Surely these temples are unique among all buildings. They are houses of instruction. They are places of covenants and promises. At their altars we kneel before God our Creator and are given promise of His everlasting blessings. In the sanctity of their appointments we commune with Him and reflect on His Son, our Savior and Redeemer, the Lord Jesus Christ, who served as proxy for each of us in a vicarious sacrifice in our behalf. Here we set aside our own selfishness and serve for those who cannot serve themselves. Here, under the true priesthood power of God, we are bound together in the most sacred of all human relationships—as husbands and wives, as children and parents, as families under a sealing that time cannot destroy and death cannot disrupt.
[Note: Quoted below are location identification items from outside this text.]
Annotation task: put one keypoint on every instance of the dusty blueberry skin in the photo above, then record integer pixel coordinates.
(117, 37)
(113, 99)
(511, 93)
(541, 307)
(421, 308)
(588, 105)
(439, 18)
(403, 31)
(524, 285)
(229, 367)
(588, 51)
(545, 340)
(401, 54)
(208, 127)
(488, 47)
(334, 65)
These sacred buildings were constructed even during those dark years when the Latter-day Saints were relentlessly driven and persecuted. They have been built and maintained in times of poverty and prosperity. They come from the vital faith of an ever-growing number who bear witness of a living God, of the resurrected Lord, of prophets and divine revelation, and of the peace and assurance of eternal blessings to be found only in the house of the Lord.